Ruang publik, inilah kemudian yang menjadi kata kunci, guna pemenuhan ekspresi diri, mulai dari; 1) Kebutuhan (human needs) dengan kenyamanan, relaksasi, aktivitaa pasif-aktif dan discovery adalah rasa yang memang menjadi keinginan setiap diri elemen masyarakat ketika mengakses ruang publik.
2) Hak penggunaan (rights of use) kebebasan beraktivitas, mulai dari akses, kemudahan bergerak, pengakuan penggunaan ruang hingga perubahan yang terjadi adalah prioritas yang perlu diutamakan, dan 3) Makna (meaning) makna historis, sosial, budaya, simbol keterhubungan yang menjadi kontribusi bagaimana ruang publik memberikan makna filosofi.

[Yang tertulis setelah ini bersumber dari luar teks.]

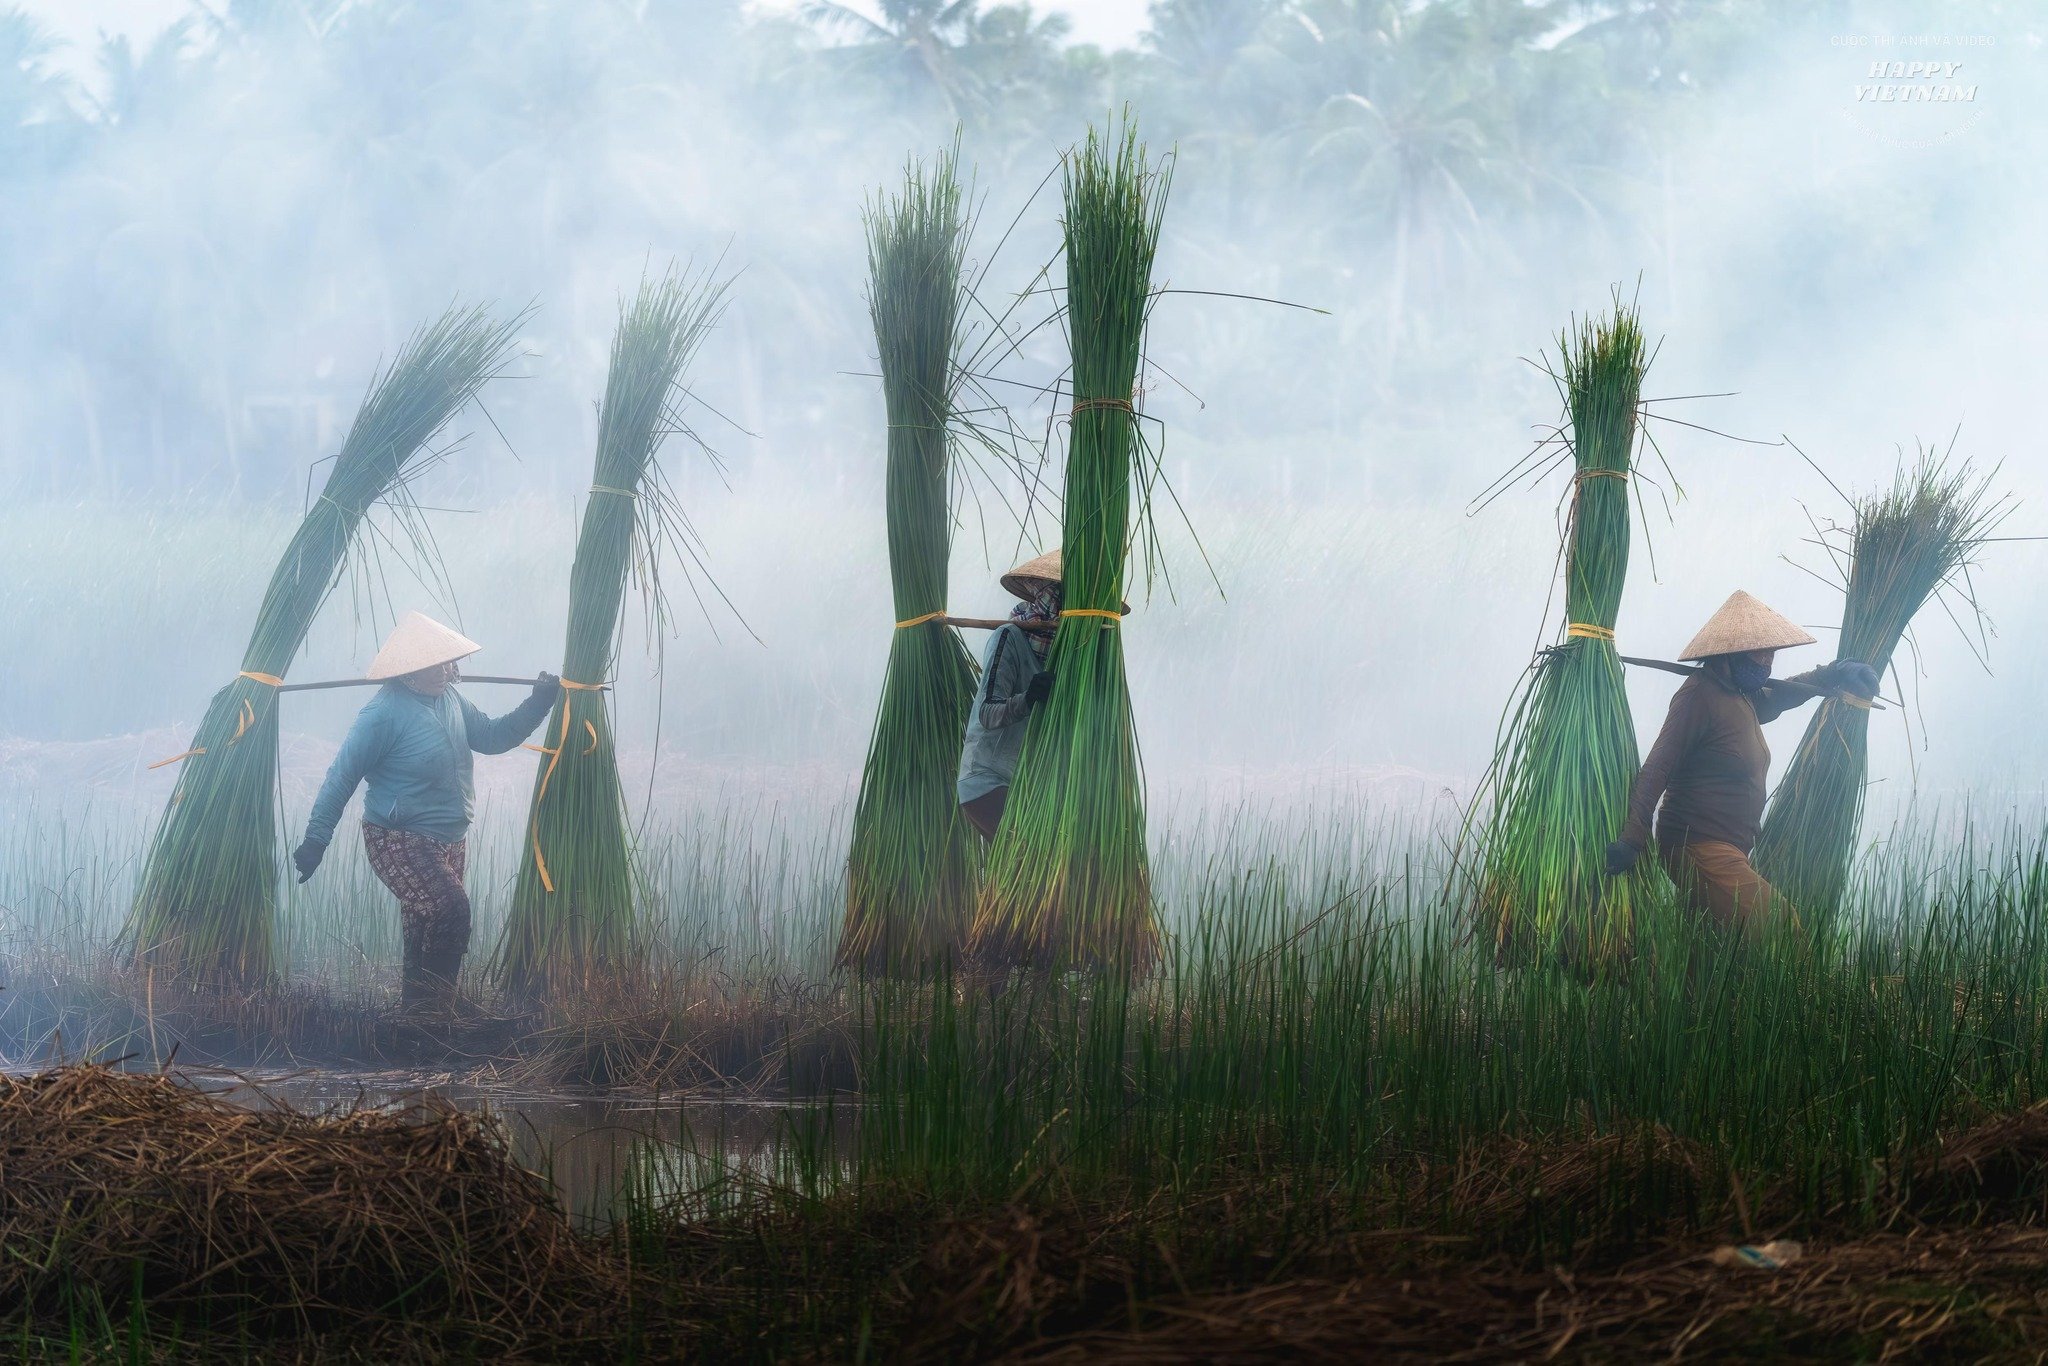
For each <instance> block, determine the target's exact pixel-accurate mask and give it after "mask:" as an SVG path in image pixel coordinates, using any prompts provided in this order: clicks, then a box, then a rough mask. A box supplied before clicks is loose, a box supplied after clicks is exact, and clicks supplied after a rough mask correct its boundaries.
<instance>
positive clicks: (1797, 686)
mask: <svg viewBox="0 0 2048 1366" xmlns="http://www.w3.org/2000/svg"><path fill="white" fill-rule="evenodd" d="M1622 664H1634V666H1636V668H1645V670H1663V672H1665V674H1677V676H1679V678H1692V676H1694V674H1698V672H1700V666H1698V664H1671V661H1669V659H1638V657H1634V655H1622ZM1763 686H1765V688H1778V690H1782V692H1786V694H1790V696H1798V698H1808V700H1810V698H1817V696H1847V694H1845V692H1831V690H1827V688H1815V686H1812V684H1800V682H1792V680H1790V678H1774V680H1769V682H1767V684H1763ZM1870 711H1884V702H1878V700H1872V702H1870Z"/></svg>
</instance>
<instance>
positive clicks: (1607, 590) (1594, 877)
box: [1473, 297, 1649, 963]
mask: <svg viewBox="0 0 2048 1366" xmlns="http://www.w3.org/2000/svg"><path fill="white" fill-rule="evenodd" d="M1559 352H1561V365H1559V371H1554V375H1552V377H1554V381H1556V387H1559V395H1561V399H1563V403H1565V414H1567V426H1565V440H1567V446H1569V455H1571V461H1573V465H1575V473H1573V485H1571V512H1569V520H1567V532H1565V631H1563V637H1561V639H1559V641H1556V643H1554V645H1550V647H1546V649H1542V651H1540V653H1538V657H1536V661H1534V666H1532V668H1530V672H1528V676H1526V680H1524V686H1522V688H1520V690H1518V694H1516V698H1513V702H1511V705H1509V709H1507V717H1505V721H1503V725H1501V733H1499V741H1497V748H1495V758H1493V766H1491V768H1489V772H1487V782H1485V786H1483V791H1481V801H1477V803H1475V813H1481V815H1483V817H1485V819H1487V823H1485V827H1483V829H1481V831H1479V879H1477V887H1475V889H1473V893H1475V920H1477V926H1479V930H1481V932H1483V934H1487V936H1491V938H1493V942H1495V946H1497V948H1499V950H1501V952H1503V954H1507V952H1524V950H1530V948H1538V950H1544V952H1559V954H1563V956H1567V958H1571V961H1581V963H1589V961H1591V963H1597V961H1602V958H1606V956H1610V954H1614V952H1618V950H1620V948H1622V946H1624V944H1626V938H1628V932H1630V920H1632V905H1634V901H1636V897H1638V895H1640V879H1645V877H1649V870H1647V868H1645V870H1642V872H1632V874H1630V877H1626V879H1614V881H1608V879H1606V846H1608V842H1612V840H1614V836H1616V831H1620V827H1622V817H1624V815H1626V809H1628V786H1630V782H1632V780H1634V772H1636V731H1634V723H1632V721H1630V715H1628V694H1626V688H1624V684H1622V661H1620V653H1618V649H1616V631H1614V625H1616V616H1618V612H1620V602H1622V586H1624V582H1626V578H1628V539H1630V537H1628V516H1630V498H1628V494H1630V473H1632V469H1634V455H1636V434H1638V403H1640V393H1642V373H1645V369H1647V367H1649V354H1647V348H1645V344H1642V332H1640V328H1638V322H1636V313H1634V309H1632V307H1624V305H1622V301H1620V299H1618V297H1616V301H1614V309H1612V311H1610V313H1608V315H1604V317H1587V319H1583V322H1579V324H1577V326H1575V328H1569V330H1567V332H1565V334H1563V336H1561V338H1559Z"/></svg>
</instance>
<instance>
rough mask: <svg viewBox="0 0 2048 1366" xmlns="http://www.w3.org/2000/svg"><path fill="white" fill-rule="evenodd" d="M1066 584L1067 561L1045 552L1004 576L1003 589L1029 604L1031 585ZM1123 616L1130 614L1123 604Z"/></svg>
mask: <svg viewBox="0 0 2048 1366" xmlns="http://www.w3.org/2000/svg"><path fill="white" fill-rule="evenodd" d="M1065 582H1067V561H1065V559H1061V555H1059V551H1047V553H1044V555H1040V557H1036V559H1026V561H1024V563H1022V565H1018V567H1016V569H1012V571H1010V573H1006V575H1004V588H1008V590H1010V596H1012V598H1022V600H1024V602H1030V596H1032V588H1030V586H1032V584H1065ZM1122 608H1124V616H1128V614H1130V604H1128V602H1124V604H1122Z"/></svg>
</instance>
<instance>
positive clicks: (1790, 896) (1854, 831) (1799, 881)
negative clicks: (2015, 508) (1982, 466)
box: [1755, 451, 2007, 920]
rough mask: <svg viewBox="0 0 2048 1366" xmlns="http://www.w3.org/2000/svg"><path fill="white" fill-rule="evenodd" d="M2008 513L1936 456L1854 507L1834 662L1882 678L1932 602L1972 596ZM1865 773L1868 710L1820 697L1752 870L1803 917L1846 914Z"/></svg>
mask: <svg viewBox="0 0 2048 1366" xmlns="http://www.w3.org/2000/svg"><path fill="white" fill-rule="evenodd" d="M2005 510H2007V502H2005V500H2001V498H1993V496H1991V481H1989V479H1985V477H1978V475H1976V473H1972V469H1970V465H1968V463H1954V461H1948V459H1946V457H1942V455H1937V453H1933V451H1923V453H1921V457H1919V461H1917V463H1915V465H1913V467H1911V469H1901V471H1898V475H1896V479H1894V481H1892V487H1890V489H1886V492H1884V494H1874V496H1870V498H1862V500H1858V502H1855V506H1853V518H1851V524H1849V528H1847V539H1849V545H1847V551H1845V555H1837V569H1843V578H1845V588H1843V606H1841V637H1839V645H1837V657H1839V659H1862V661H1864V664H1868V666H1870V668H1874V670H1876V672H1878V676H1880V678H1882V676H1884V674H1886V672H1890V670H1892V661H1894V655H1896V653H1898V645H1901V643H1903V641H1905V639H1907V631H1911V627H1913V618H1915V616H1919V612H1921V608H1923V606H1927V602H1929V598H1933V596H1937V594H1942V592H1954V594H1958V596H1962V598H1968V584H1966V575H1968V567H1970V563H1972V561H1974V557H1976V553H1978V549H1980V547H1982V543H1985V539H1987V537H1989V535H1991V532H1993V530H1995V528H1997V524H1999V522H2001V520H2003V516H2005ZM1829 549H1833V545H1831V543H1829ZM1843 559H1845V561H1847V563H1845V565H1843V563H1841V561H1843ZM1868 770H1870V709H1868V707H1858V705H1855V702H1849V700H1843V698H1839V696H1829V698H1823V700H1821V707H1819V711H1815V715H1812V719H1810V721H1808V723H1806V733H1804V735H1802V737H1800V745H1798V750H1796V752H1794V754H1792V762H1790V764H1788V766H1786V772H1784V778H1780V782H1778V786H1776V791H1774V793H1772V801H1769V807H1767V809H1765V813H1763V829H1761V834H1759V836H1757V850H1755V864H1757V870H1759V872H1761V874H1763V877H1765V879H1769V883H1772V887H1776V889H1778V891H1780V893H1782V895H1784V897H1786V899H1788V901H1790V903H1792V905H1796V907H1798V909H1800V911H1802V913H1806V915H1808V917H1815V920H1827V917H1831V915H1833V913H1835V909H1837V907H1839V905H1841V895H1843V889H1845V887H1847V881H1849V864H1851V860H1853V854H1855V838H1858V829H1860V827H1862V819H1864V793H1866V786H1868Z"/></svg>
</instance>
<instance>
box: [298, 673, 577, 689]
mask: <svg viewBox="0 0 2048 1366" xmlns="http://www.w3.org/2000/svg"><path fill="white" fill-rule="evenodd" d="M387 682H395V680H391V678H330V680H328V682H317V684H285V686H281V688H279V692H324V690H328V688H375V686H379V684H387ZM455 682H457V684H465V682H502V684H514V686H520V688H530V686H535V684H537V682H541V680H539V678H504V676H500V674H463V676H461V678H457V680H455ZM610 690H612V686H610V684H604V692H610Z"/></svg>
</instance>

Inklusif juga salah satu aspek penting ruang publik, menjadi titik temu yang juga harus dicari, mewadahi rutinitas muda-mudi diberbagai penjuru negeri untuk berekspresi. Tidak harus pegi ke mall, cafe, atau pusat perbelanjaan masa kini untuk menunjukkan eksistensi diri, agar nilai 'nominal' bisa bisa diminimalisir.
Karena, bagaimanapun juga, tata kota, link antar area, landskap, dan pola moda transportasi menujukkan perubahan perilaku masyarakat desa hingga urban saat ini.
Pada akhirnya, baik Kota Yogyakarta sebagai kota budaya, maupun Jakarta dengan segala kelebihannya sebagai smart city, masih harus berbenah diri, mengedepankan kohesi dan solidaritas sosial sebagai langkah dialog yang sinergis antar generasi.
Maybe we're taking all the risks for something that is real (mungkin kita mengambil semua resiko untuk sesuatu yang nyata).
Lirik akhir lagu Pamungkas di atas, mungkin layak menjadi pertimbangan betapa pentingnya nilai inklusifitas pada ruang publik yang kini dirindukan oleh semua kalangan, sehingga seluruh ekspresi bisa tersalurkan tanpa berdesakan kembali dengan 'riuhnya' suara deru mesin di jalanan yang bisa menjadi salah satu resiko kecelakaan.